There’s a big ol’ battery compartment in the center of the chassis, and it generally keeps the weight nice and low.  It’s more suited to the 11.1V (3S) sized batteries.  Much more suited.  In fact, the larger ones fit perfectly between the velcro straps and are held in place snugly.  For all my testing, I used an 11.1V battery.

But out of the box I threw in this 7.4V battery, and the Scout II works perfectly.  The battery doesn’t fit in here snugly though and tends to wander a bit.

Traction (And playing with the Car)

As this is a crawler, you’d expect the tires to have a good bit of traction, and the shocks to have a bunch of travel.  True in both cases.

The tires are fairly soft, but in my testing (which included a bunch of out-of-control speed runs) the beads stayed on the rims very well.

One thing worth mentioning is the approach angle the Scout II allows.  The body and bumper do not hang out over the wheels much, so it’s possible to get up to an obstacle and get traction on it very well.  (The back end has a much less forgiving departure angle.)

I took the Scout II to some local trails both just for playing and to do some video.

To be honest I had a grand time.  The trails swallowed the crawler in some places.

And in others, the Scout II was right at home.

Sorry in advance for some of the music.  I just picked something from Youtube’s selection kind of randomly.  Most of the videos are RC motor sounds, though.

User Interface and Operation

Once the switch on the ESC is turned on (in the aforementioned spot), control is handled by this handheld transmitter.  This is a 2.4GhZ transmitter and has a bunch of options.

The top has a flip-up cover, that protects and more importantly keeps these options from accidentally getting changed.
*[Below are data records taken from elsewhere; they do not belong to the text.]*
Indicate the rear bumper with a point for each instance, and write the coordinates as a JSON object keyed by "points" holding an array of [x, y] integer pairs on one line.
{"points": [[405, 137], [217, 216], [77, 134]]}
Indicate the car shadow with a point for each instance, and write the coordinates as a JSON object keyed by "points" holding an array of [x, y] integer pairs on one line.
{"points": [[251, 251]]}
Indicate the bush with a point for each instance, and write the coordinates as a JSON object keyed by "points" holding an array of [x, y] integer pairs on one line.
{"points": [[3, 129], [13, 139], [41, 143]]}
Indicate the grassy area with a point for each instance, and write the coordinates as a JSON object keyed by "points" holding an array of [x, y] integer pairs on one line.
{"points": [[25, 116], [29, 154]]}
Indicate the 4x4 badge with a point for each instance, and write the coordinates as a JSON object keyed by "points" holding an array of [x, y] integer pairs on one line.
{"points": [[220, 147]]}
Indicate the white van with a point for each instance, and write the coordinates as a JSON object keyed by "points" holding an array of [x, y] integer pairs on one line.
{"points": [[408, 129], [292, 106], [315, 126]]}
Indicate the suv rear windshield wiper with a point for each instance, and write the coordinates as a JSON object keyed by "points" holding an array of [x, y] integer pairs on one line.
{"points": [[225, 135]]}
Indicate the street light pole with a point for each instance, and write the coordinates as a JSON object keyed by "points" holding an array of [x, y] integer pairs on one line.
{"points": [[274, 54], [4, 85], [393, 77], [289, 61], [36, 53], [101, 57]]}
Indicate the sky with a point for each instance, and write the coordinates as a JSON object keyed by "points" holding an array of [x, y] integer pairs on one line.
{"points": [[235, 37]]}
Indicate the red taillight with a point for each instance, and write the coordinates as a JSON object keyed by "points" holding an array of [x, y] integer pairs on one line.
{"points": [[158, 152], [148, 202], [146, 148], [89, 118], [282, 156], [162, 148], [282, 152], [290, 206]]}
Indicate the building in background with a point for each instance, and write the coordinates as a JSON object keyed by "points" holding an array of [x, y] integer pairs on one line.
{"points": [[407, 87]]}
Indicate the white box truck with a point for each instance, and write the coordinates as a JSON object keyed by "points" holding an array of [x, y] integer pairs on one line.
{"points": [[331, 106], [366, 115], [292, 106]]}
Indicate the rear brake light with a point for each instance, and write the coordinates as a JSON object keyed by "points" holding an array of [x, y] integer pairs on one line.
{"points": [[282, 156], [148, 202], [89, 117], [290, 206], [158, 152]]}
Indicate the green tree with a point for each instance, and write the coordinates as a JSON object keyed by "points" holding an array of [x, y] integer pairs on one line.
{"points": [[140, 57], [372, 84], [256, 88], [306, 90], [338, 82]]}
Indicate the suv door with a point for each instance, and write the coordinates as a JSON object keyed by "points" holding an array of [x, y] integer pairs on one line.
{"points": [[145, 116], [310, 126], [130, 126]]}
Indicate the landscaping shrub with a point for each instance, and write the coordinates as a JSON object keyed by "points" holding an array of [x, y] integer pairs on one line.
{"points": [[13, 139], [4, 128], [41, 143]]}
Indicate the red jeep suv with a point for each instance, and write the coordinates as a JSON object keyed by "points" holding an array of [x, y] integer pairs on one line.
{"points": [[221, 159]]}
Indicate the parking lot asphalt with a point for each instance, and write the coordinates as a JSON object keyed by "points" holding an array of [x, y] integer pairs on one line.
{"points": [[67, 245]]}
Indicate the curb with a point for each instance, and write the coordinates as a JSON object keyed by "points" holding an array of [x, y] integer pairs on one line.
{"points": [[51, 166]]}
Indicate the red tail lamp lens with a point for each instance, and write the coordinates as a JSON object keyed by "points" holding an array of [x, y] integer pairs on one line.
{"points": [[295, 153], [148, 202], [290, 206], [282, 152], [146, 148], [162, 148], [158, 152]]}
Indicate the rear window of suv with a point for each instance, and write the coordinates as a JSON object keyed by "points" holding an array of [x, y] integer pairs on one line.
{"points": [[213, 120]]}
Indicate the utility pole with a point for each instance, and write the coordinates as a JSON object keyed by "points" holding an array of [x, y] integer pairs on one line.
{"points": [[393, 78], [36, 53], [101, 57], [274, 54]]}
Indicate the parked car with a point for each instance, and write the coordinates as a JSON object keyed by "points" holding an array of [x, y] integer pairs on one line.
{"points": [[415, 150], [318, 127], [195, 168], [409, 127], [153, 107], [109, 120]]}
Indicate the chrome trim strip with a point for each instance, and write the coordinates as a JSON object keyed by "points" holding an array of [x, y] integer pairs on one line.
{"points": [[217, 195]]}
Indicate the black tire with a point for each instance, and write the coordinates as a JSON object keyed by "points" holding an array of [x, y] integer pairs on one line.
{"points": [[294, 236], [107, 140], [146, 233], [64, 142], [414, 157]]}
A bunch of things are adjustable.  There are some normal things, and some unusual (to me) things, and some things I find to be missing.
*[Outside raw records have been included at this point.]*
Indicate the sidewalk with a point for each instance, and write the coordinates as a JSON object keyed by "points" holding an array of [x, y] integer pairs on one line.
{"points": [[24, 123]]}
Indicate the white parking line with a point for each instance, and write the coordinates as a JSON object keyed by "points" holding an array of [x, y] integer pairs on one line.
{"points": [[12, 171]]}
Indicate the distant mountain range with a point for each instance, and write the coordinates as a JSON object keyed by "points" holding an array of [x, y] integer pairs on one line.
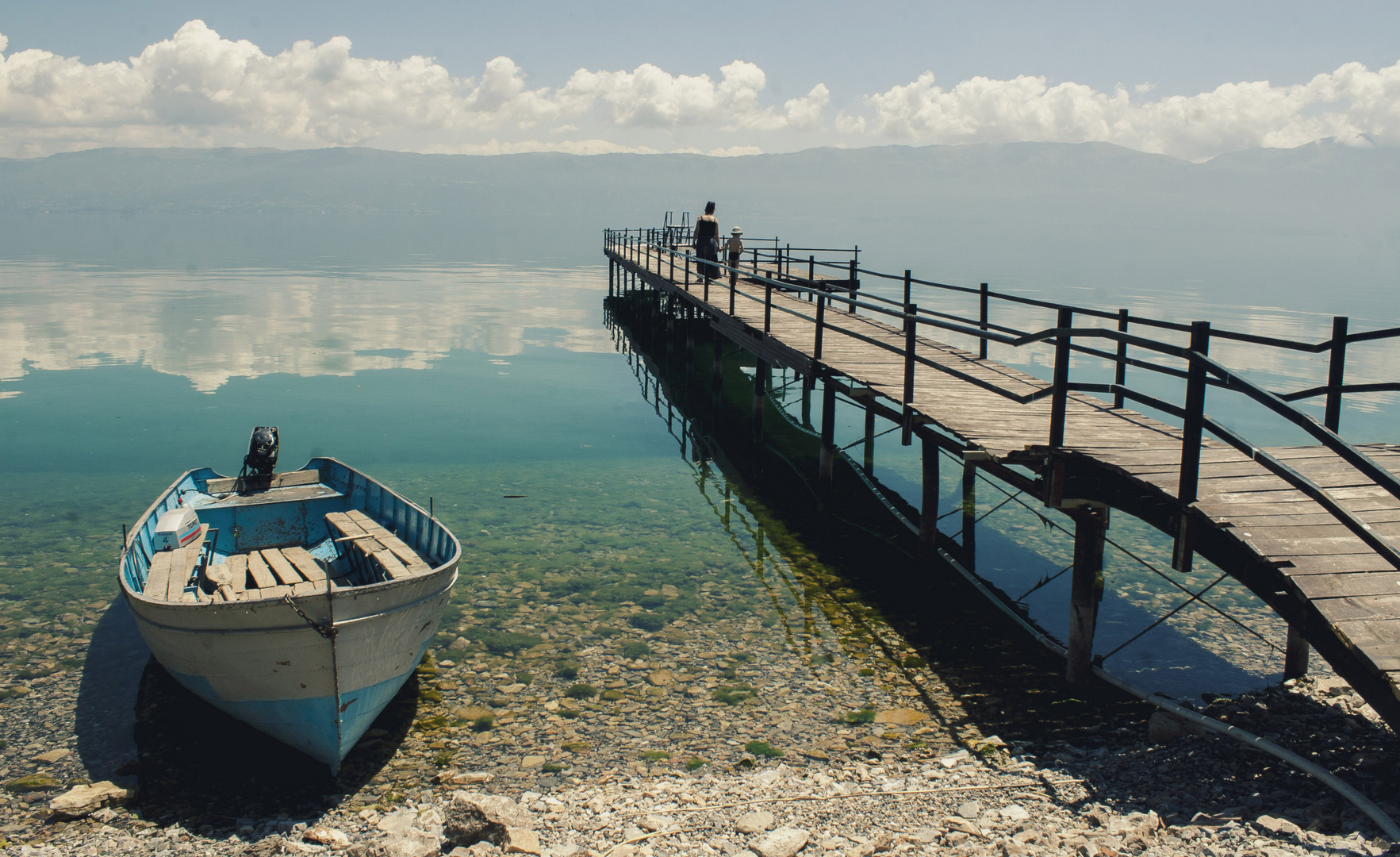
{"points": [[1038, 214]]}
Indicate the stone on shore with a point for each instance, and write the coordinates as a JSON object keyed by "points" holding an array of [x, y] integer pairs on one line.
{"points": [[86, 800], [472, 818], [900, 716], [784, 842], [755, 822]]}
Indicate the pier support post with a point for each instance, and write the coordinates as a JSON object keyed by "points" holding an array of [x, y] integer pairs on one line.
{"points": [[969, 509], [1295, 655], [1085, 591], [717, 363], [827, 461], [929, 512], [761, 388], [869, 444]]}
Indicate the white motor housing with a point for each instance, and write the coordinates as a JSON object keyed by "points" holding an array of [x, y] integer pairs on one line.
{"points": [[175, 528]]}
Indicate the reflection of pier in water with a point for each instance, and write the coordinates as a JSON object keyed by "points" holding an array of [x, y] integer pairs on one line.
{"points": [[1308, 529], [704, 425]]}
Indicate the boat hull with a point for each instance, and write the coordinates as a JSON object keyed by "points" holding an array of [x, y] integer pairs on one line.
{"points": [[311, 671]]}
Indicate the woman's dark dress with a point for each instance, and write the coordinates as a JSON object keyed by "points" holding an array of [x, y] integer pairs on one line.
{"points": [[708, 240]]}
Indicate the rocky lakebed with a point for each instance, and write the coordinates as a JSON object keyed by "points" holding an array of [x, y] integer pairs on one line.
{"points": [[727, 737]]}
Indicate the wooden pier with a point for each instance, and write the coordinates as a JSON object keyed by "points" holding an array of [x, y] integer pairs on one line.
{"points": [[1314, 531]]}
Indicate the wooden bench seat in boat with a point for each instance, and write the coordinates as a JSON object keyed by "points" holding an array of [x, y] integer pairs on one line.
{"points": [[171, 571], [367, 542], [269, 573]]}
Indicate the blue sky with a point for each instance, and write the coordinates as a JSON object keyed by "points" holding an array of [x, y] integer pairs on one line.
{"points": [[810, 75]]}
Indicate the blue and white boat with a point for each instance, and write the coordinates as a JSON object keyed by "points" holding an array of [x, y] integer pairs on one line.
{"points": [[297, 602]]}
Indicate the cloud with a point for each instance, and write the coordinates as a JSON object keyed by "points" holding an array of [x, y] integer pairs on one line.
{"points": [[654, 98], [199, 89], [1352, 104]]}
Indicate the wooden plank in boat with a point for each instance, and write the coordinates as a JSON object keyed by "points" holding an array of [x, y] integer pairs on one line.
{"points": [[389, 565], [182, 563], [279, 565], [159, 576], [223, 486], [401, 549], [304, 562], [237, 573], [258, 571]]}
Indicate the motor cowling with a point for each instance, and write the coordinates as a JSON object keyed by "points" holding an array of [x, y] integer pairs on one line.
{"points": [[262, 452]]}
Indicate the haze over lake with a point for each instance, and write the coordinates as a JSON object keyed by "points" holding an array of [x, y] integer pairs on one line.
{"points": [[439, 321]]}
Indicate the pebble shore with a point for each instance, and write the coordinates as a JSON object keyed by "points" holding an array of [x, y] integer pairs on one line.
{"points": [[732, 738]]}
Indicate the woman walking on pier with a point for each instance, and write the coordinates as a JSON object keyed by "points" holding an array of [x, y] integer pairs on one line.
{"points": [[708, 243]]}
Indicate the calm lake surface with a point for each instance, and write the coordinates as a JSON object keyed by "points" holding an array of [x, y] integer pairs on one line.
{"points": [[501, 393]]}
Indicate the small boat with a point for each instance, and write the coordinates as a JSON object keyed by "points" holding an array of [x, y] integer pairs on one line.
{"points": [[297, 602]]}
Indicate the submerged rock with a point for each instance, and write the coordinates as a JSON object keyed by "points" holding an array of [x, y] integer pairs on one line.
{"points": [[474, 818]]}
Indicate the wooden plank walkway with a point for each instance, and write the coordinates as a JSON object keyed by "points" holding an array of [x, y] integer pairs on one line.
{"points": [[1286, 547]]}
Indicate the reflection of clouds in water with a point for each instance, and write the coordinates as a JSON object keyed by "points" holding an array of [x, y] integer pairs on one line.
{"points": [[240, 325]]}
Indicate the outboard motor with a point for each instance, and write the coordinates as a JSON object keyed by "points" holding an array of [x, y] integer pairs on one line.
{"points": [[262, 452]]}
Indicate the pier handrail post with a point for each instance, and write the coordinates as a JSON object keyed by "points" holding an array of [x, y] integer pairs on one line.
{"points": [[1120, 364], [1336, 375], [852, 286], [907, 434], [1195, 413], [982, 322], [1191, 425], [1061, 377]]}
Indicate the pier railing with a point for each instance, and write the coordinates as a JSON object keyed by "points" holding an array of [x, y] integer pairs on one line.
{"points": [[667, 252]]}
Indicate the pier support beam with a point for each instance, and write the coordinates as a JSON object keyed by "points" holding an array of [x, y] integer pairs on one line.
{"points": [[761, 388], [717, 363], [827, 461], [969, 509], [1085, 591], [869, 452], [929, 510], [1295, 655]]}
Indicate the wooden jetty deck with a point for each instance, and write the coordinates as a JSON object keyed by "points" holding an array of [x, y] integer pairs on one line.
{"points": [[1314, 531]]}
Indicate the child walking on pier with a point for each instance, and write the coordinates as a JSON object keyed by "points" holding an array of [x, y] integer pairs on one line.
{"points": [[735, 248]]}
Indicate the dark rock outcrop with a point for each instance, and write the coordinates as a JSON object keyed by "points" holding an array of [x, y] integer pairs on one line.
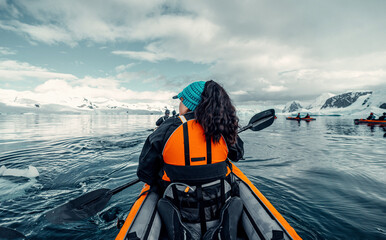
{"points": [[343, 100]]}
The thing I miss is speed control.  Other RC cars I have can be dialed down in speed (thus making them much better for tiny users).  I don’t see that on this car.  Yes, there’s the Throttle Trim, but that isn’t adjusting top speed, it’s adjusting basically what the car is doing at trigger rest state.  For example, twist this all the way counterclockwise, and at a resting trigger state, the car will be actively reversing.
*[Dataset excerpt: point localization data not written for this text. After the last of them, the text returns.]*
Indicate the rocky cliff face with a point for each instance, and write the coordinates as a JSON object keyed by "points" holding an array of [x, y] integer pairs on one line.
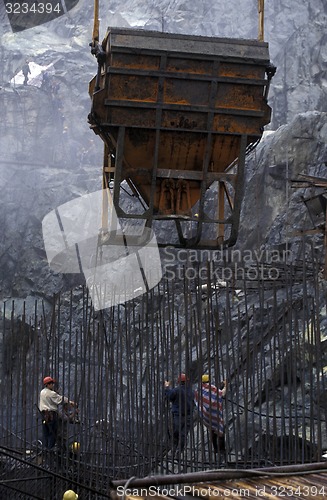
{"points": [[47, 147]]}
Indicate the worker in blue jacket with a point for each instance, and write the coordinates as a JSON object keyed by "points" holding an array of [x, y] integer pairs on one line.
{"points": [[182, 405]]}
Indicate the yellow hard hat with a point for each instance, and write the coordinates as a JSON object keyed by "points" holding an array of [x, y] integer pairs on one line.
{"points": [[70, 495]]}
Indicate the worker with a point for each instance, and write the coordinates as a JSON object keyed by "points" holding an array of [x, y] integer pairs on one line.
{"points": [[26, 71], [182, 400], [70, 495], [49, 402], [209, 402]]}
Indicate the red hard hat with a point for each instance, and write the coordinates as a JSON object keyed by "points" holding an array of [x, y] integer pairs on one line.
{"points": [[48, 380]]}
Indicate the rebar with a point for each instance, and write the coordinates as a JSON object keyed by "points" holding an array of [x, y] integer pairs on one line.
{"points": [[266, 341]]}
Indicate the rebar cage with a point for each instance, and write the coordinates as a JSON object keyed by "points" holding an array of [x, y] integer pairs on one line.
{"points": [[263, 335]]}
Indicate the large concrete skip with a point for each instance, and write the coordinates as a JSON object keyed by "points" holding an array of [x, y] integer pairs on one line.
{"points": [[175, 112]]}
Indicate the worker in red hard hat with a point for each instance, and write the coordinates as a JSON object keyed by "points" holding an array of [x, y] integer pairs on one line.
{"points": [[182, 405], [48, 405]]}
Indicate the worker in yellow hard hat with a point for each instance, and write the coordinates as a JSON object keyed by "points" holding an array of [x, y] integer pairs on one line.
{"points": [[209, 401], [70, 495]]}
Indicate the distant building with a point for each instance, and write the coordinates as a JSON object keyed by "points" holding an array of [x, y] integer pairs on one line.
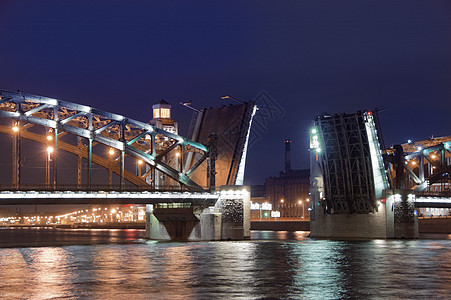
{"points": [[288, 193]]}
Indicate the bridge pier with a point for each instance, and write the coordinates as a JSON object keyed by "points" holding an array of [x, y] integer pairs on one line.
{"points": [[395, 218], [227, 219]]}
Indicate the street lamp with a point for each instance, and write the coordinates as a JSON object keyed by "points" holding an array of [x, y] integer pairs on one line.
{"points": [[47, 165], [138, 166], [303, 207], [230, 97]]}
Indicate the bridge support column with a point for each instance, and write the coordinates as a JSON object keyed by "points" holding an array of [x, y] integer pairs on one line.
{"points": [[402, 221], [227, 219], [16, 157]]}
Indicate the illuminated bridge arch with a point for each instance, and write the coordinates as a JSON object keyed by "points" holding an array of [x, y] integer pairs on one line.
{"points": [[152, 145]]}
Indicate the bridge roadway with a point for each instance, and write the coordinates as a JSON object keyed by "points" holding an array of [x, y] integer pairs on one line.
{"points": [[47, 197], [31, 195]]}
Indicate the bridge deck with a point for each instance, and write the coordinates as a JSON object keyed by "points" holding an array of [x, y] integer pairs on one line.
{"points": [[104, 197]]}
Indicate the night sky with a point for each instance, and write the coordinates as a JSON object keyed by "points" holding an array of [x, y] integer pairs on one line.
{"points": [[309, 56]]}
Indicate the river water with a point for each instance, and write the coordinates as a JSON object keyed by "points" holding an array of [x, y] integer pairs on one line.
{"points": [[119, 264]]}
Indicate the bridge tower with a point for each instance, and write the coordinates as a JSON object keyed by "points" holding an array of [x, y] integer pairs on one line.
{"points": [[350, 191]]}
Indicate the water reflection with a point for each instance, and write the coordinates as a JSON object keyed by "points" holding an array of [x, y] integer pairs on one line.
{"points": [[271, 265]]}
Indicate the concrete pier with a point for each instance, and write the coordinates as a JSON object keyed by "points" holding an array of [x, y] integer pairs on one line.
{"points": [[227, 219]]}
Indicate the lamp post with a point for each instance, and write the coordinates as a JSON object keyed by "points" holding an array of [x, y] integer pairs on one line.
{"points": [[233, 98], [47, 165], [138, 166], [110, 174], [301, 203], [282, 212]]}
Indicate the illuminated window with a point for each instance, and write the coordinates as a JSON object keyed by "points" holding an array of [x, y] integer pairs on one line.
{"points": [[156, 113], [165, 113]]}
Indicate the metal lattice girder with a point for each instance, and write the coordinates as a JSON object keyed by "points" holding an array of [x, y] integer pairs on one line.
{"points": [[345, 161], [134, 138], [421, 152]]}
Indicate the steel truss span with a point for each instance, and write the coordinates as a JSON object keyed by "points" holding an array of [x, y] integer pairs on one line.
{"points": [[93, 126], [349, 156]]}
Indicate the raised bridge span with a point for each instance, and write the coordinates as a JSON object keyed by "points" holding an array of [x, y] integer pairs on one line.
{"points": [[150, 165], [359, 189]]}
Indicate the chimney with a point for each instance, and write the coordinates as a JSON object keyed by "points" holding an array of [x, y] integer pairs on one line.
{"points": [[287, 155]]}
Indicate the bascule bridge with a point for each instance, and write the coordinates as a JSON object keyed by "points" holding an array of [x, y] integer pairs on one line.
{"points": [[192, 187], [360, 189]]}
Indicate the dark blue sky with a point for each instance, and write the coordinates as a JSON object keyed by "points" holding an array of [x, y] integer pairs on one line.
{"points": [[310, 56]]}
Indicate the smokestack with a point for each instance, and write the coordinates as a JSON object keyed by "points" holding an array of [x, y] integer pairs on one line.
{"points": [[287, 155]]}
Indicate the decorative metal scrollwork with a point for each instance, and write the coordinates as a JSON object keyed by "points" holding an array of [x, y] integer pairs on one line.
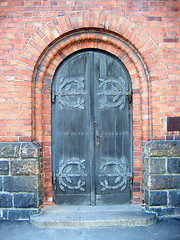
{"points": [[71, 92], [114, 169], [70, 174], [112, 93]]}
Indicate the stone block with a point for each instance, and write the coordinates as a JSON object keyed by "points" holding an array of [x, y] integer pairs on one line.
{"points": [[9, 150], [4, 167], [155, 165], [174, 198], [21, 184], [19, 214], [30, 150], [25, 200], [157, 182], [173, 165], [5, 200], [155, 198], [25, 168], [163, 148], [161, 211]]}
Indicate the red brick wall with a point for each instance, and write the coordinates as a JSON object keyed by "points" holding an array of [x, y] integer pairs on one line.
{"points": [[37, 35]]}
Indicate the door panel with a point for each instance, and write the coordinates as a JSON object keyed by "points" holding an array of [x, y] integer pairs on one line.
{"points": [[91, 130]]}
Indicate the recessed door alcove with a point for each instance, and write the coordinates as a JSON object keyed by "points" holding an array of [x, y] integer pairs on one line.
{"points": [[92, 130]]}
I’d be happy to be corrected on this.  Is there a way to dial back on the speed?

This requires four AA cells.  I used NiMH cells (a mix of Eneloop and LADDA – probably not the best idea to mix these.)

It’s a 2.4GHz Radio System and handled enough range that I could no longer reliably see the driving surface to be certain I was going the places.

Conclusion

What I like

  • Orange International Scout II?  I mean this is the dream RC??
  • Battery seems to last forever.
  • Build quality is very good
  • Multiple spare parts and upgrades are readily available
  • Ridiculously fun to drive, with great traction, and surprising speed
  • Battery versatility

What I don’t like

  • Including a battery would be great
  • The ESC should be secured a little better

Notes

  • This remote control truck was provided by AMain Hobbies for review. I was not paid to write this review.